On the short bus from from. L.A. to Vancouver with Gabor

At some point in his life every man dreams of a motorhome. The smart ones rent, others buy. And the ones most detached from reality just buy and old school bus and convert it. I bought mine on Facebook last December.  The “Dreamcatcher” became my rolling man-cave by late April. I planed on taking kayaks and surfboards to not too distant shores and to sleep, cook and hang out in it with my kids.

Schlepping boats to British Columbia was never on the agenda until some over eager lady fell out of a rental kayak into the icy waters of Vancouver Island and nearly died. She did what most Americans do after coming back from the claws of death: sued the kayak rental company. Since then you have to bring your own kayak or sign up for a closely monitored, guided tour.

The plan was to drive up to Vancouver Island from Los Angeles with my old friend, Gabor and meet up with our third friend and Greenland kayak buddy, Norbi.
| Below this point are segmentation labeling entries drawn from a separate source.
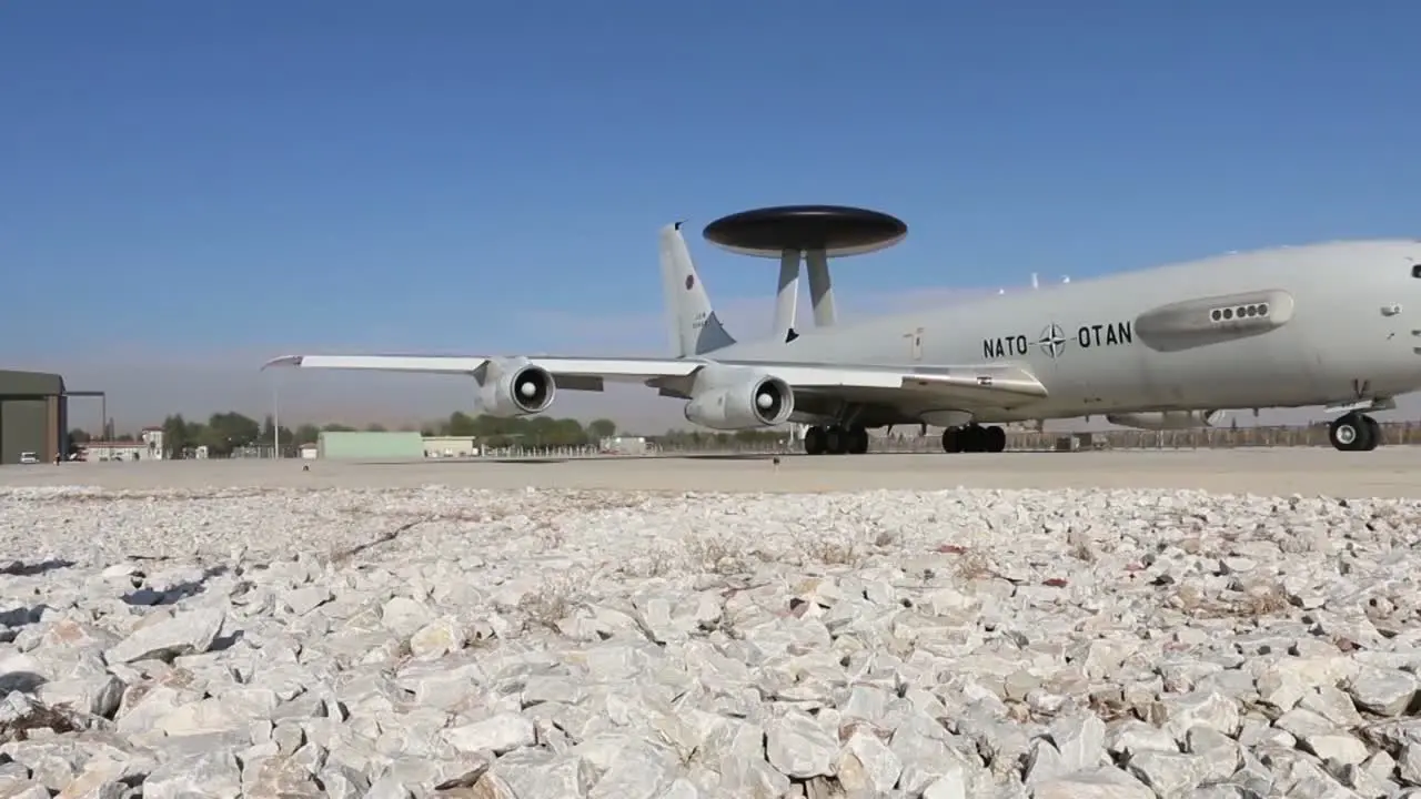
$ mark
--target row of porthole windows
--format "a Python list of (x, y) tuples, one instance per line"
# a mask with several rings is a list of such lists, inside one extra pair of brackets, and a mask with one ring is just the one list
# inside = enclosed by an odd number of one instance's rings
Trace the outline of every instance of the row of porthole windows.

Gabor and I first met at my cousin’s birthday in the early 80s. From then on we had no contact for about 30 years. Those were some of the happiest 30 years of my life.

IMG_20180702_185035

He’s 100% short bus compliant.

Gabor is a software engineer from West Germany (he insists on using the West part). He can carve a drone out of wood, build an electric motor from a used USB cable and an Altoid box and carries a small arsenal of computer repair equipment in an oversized fanny pack. Gabor made a lasting impression on me when we got car stuck on a Mexican desert dirt road in 2016 and he hotwired an abandoned looking tractor for which we nearly got shot later.

Gabor is a fun travel companion. He has ample stories. He can spend 3-4 hours talking about aerodynamics and is never too afraid to steal farm equipment. Gabor’s problem is hoarding. Whether it’s pebbles, animal bones, leaves, flowers, rusting metal components or broken Palm Pilots, he collects ‘em all. But his worst habit is taking pictures. He takes 500-700 pictures on an average day. It’s not so much about the photography, but scanning his environment and saving every memory digitally. I call his camera, the scanner. He never looks at his pictures again. He just takes them. His hoarding habit can slow any road trip by 20%.

kajak

Updating his Android operating system, reinstalling a couple of apps from Linux, and remotely re-configuring his Raspberry Pi III media server  while Alcatraz looms on the horizon.

On our first day together while kayaking to Alcatraz he got a severe panic attack. It was not because of the waves, the strong winds, rain or the forest fire smoke over the water. Oh, no. His cell phone ran out of memory and his anxiety nearly paralyzed him. While the waves were rocking the living daylights out of us, he unloaded his fanny pack and backed up his entire phone onto a pen-drive in the shark infested, stormy seas of San Francisco Bay.

IMG_20180702_202521

Cooking aboard the Dreamcatcher after paddling through San Francisco Bay.

 

scanning

Gabor scanning Canadian asphalt patterns in British Columbia. It doesn’t get any weirder than this. Another 10 minutes we’ll never get back.